The doors of Fairleigh Manor, excepting in the most inclement weather, stood always open—a symbol of the owner's frank and hospitable heart. And now when the breakfast was over and Jessie had betaken herself with the two gentlemen to the little morning-room across the hall, a train of darkies—men and women—presented itself at the entrance, bringing good wishes and simple gifts to their young mistress. First of all came old Sally, who folded the fair maiden in her faithful arms and covered her forehead and neck with kisses. Lance, with his abstract theories of equality and his concrete prejudices, which made equality impossible, was rather amazed at this proceeding. He did not relish the spectacle of the black face in such close proximity to the white one. Involuntarily he turned toward the colonel, expecting to find in him some support for his own displeasure; but there was a kindly light in the colonel's eye, and he looked on with approval as the servants approached, one after another, to give greeting in their several ways—the women with less effusion than was permitted to Sally, and the men with awkward bows or friendly grins that attested their speechless affection. Those who shared in this demonstration were elderly servants who had once been slaves, though they were accompanied by a few younger ones—their children, born in freedom. They all brought flowers and leaves; the fragrant yellow jessamine being a favorite form of tribute, alternating with festoons of the trailing vines found in Elbow Crook Swamp, baskets adorned with gray moss, and little ornaments of woven straw.
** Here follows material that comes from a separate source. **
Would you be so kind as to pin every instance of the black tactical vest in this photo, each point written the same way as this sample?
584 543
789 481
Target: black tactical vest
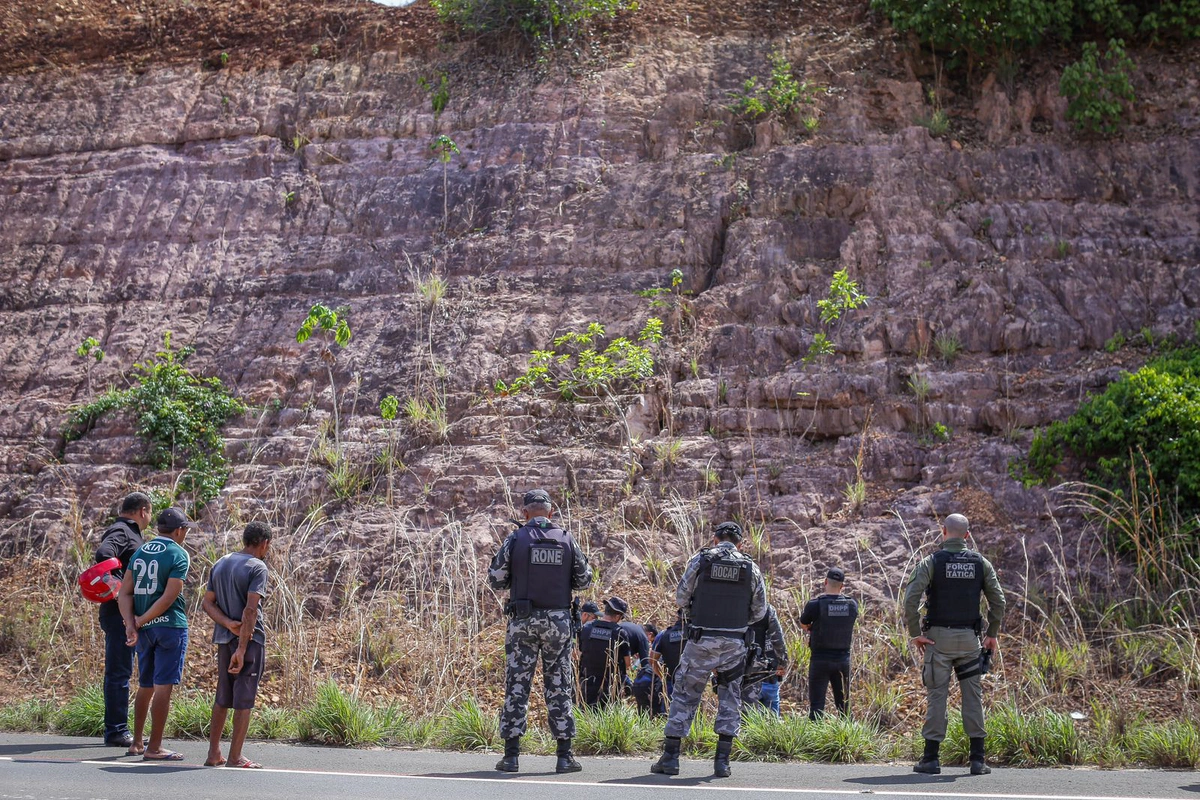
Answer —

The colonel's face grew radiant and tender as he watched them. "Faithful creatures!" he said, in undertone to Lance. "Most of my people stayed by me when the fight was over. I told them they were free to go where they liked, that they didn't belong to me any more, and I couldn't tell whether I could give them work—much less support them. But they wouldn't go. They clung round me; and little by little we all got on our feet again. They said: 'You's been a good massa to us, and we ain't gwine to leave you now yore in trouble, Massa Cunnel.' And so we built up, together, what small prosperity there is here now. I had fed and clothed them, Lance, and spent many thousand dollars in buying them, but they did not forget everything, as many white people do. I little thought it would be my old slaves who would help me out in the hour of need—I to whomtheyhad always looked for help. But so it was. My God, it has been worth all the cost and the suffering! We are more human than we were."
The veteran planter was deeply affected; and, as he spoke, a mist seemed to clear away from the young man's mind, and he beheld the simple ceremony that was taking place, in a transfigured light.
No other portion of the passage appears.